Sie waren zu viert. Ein Pärchen, ein Computerfreak und er. Das Pärchen, Inka und Sven, waren in erster Linie mit sich selbst beschäftigt. Sie studierten Pädagogik und Medienwissenschaft. Es gab oft Streit, mitunter auch regelrechten Krieg. Ihrer Zuneigung schien das aber keinen Abbruch zu tun.
Der Älteste von den dreien war ein Nerd. Er hieß Nils. Ein munteres, quirliges Kerlchen, der mit einem Hochleistungs-Laptop verheiratet war. Die Ehe war glücklich, das sah man dem Typen an. Seine Angeheiratete war unterhaltsam, geduldig, amüsant, gefügig, spannend, belesen, oft überraschend, immer genügsam und nur manchmal lästig. Aber damit konnte er offensichtlich sehr gut leben. Viel wichtiger war, dass sie ihn nie ermahnte, zum Friseur gehen zu müssen, dass sein Hemd in die Wäsche gehörte und er dringend eine Dusche brauchte. Von ihr kamen keine überflüssigen Kommentare, keine Sticheleien, dass es in seinem Zimmer muffelte, dass dringend sauber gemacht werden musste oder dass die Müllabfuhr dran war. Wen störte das überhaupt? Die absolute Krönung war, dass seine Braut wenig Kosten verursachte. Ein Teil der anfallenden Verpflichtungen waren im Mietpreis inbegriffen.

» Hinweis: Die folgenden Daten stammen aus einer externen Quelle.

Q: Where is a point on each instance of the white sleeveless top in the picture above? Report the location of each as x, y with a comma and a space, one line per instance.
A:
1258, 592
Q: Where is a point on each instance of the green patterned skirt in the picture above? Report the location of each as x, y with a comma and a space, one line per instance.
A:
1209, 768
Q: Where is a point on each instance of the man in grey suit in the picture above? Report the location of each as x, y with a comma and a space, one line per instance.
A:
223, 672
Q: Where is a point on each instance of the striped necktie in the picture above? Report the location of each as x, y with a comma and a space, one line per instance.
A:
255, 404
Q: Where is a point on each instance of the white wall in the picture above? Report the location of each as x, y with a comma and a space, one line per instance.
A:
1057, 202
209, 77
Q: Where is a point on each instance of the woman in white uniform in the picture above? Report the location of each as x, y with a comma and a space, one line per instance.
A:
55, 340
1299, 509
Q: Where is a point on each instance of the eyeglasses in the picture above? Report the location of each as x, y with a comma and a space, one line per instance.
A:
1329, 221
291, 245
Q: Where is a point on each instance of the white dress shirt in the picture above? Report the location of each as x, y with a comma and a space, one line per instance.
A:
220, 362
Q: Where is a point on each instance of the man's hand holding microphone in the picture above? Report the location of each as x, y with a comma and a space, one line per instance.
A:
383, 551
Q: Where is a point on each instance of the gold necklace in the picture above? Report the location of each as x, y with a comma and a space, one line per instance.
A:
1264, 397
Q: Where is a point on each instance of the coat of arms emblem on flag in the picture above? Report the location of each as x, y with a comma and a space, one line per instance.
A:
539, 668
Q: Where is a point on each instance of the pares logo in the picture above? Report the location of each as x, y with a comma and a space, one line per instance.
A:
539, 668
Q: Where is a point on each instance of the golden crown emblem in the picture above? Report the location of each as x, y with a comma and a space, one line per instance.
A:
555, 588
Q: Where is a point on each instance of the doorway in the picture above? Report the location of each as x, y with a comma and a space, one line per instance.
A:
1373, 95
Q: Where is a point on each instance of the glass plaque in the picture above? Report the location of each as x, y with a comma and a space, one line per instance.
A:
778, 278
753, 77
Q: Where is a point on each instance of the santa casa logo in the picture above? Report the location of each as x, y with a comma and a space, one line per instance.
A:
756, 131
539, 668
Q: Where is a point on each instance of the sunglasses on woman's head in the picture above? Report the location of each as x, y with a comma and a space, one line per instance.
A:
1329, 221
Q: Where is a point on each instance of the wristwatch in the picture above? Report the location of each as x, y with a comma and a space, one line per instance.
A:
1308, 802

Tomas Jung mochte seine Mitbewohner. Sie ließen ihn in Ruhe. Er fühlte sich in ihrer Gegenwart nie gedrängt, Konversation machen, nett sein oder Hilfe leisten zu müssen. Sie lebten ihr Leben und er das seine.

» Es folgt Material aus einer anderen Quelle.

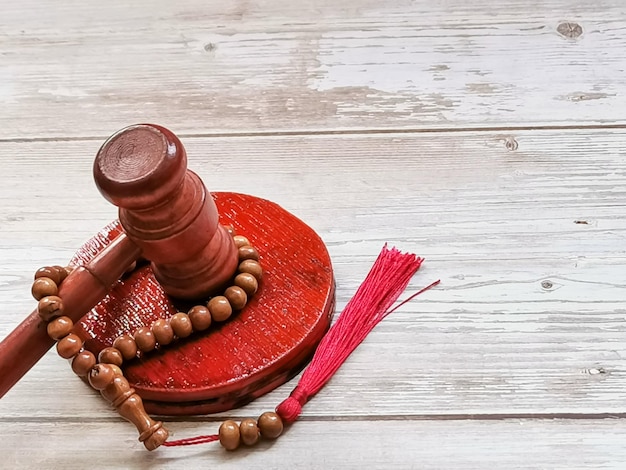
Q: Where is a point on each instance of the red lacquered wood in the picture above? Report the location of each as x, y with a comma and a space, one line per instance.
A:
166, 210
258, 349
80, 291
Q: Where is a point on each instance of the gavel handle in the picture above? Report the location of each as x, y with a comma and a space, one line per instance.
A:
81, 291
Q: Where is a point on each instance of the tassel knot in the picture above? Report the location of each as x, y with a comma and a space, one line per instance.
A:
291, 408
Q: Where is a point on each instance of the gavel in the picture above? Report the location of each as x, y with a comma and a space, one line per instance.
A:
169, 218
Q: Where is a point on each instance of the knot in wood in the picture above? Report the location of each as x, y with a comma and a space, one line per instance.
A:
569, 30
510, 144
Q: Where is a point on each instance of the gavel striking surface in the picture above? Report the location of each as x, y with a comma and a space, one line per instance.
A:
256, 350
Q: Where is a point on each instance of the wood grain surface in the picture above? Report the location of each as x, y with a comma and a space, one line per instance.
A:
486, 136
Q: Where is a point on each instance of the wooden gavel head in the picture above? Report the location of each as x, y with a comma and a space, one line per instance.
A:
166, 210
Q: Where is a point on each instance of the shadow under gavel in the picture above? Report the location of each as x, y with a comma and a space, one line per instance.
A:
169, 218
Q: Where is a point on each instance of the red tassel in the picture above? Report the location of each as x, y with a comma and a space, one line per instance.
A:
387, 279
371, 303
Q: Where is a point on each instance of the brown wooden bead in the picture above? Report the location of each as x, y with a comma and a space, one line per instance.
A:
111, 356
116, 370
236, 296
101, 375
126, 345
163, 331
249, 431
50, 272
220, 308
60, 328
270, 425
252, 267
200, 317
144, 338
43, 287
247, 282
229, 435
240, 241
69, 346
248, 252
50, 307
181, 324
83, 362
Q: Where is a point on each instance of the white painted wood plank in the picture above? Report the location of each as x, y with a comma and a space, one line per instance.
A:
87, 68
512, 444
492, 223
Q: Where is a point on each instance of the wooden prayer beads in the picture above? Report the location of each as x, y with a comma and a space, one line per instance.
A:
181, 325
231, 435
104, 373
116, 389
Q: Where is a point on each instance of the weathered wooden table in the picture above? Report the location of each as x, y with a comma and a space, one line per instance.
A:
486, 136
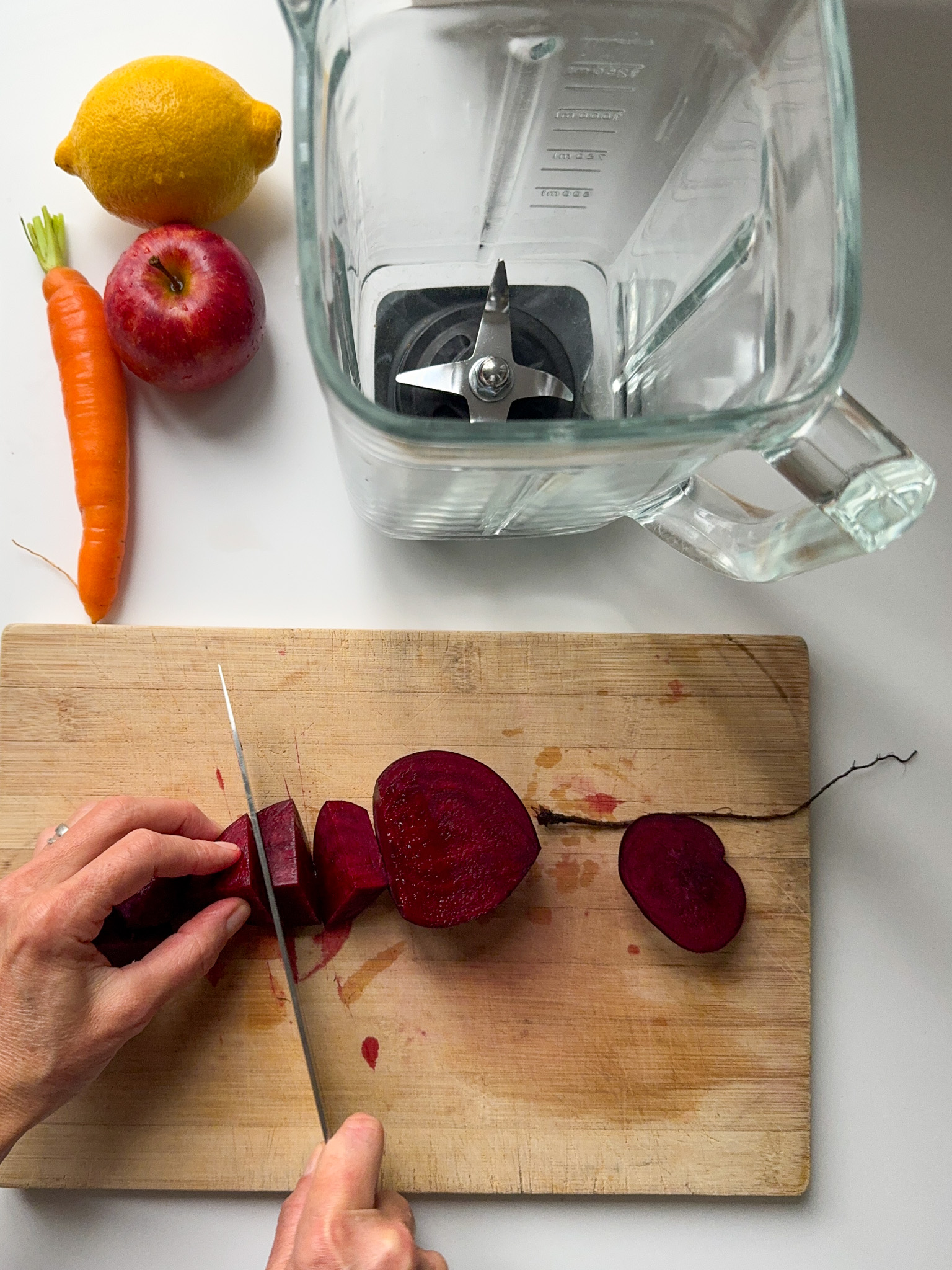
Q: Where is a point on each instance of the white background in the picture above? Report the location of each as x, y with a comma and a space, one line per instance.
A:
240, 518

Wenn Tomas Jung überhaupt etwas an ihnen auszusetzen hatte, dann waren es die Zustände in Bad und Küche. Er goss sich hin und wieder einen Tee auf, brühte sich einen Kaffee oder stellte Joghurt und Obst in den Kühlschrank. Darüber hinaus beanspruchte er die Küche nicht. Deswegen war es ihm egal, wie es da aussah. Sein Ordnungssinn litt zwar, aber es fiel ihm nicht schwer, über das Chaos hinwegzusehen.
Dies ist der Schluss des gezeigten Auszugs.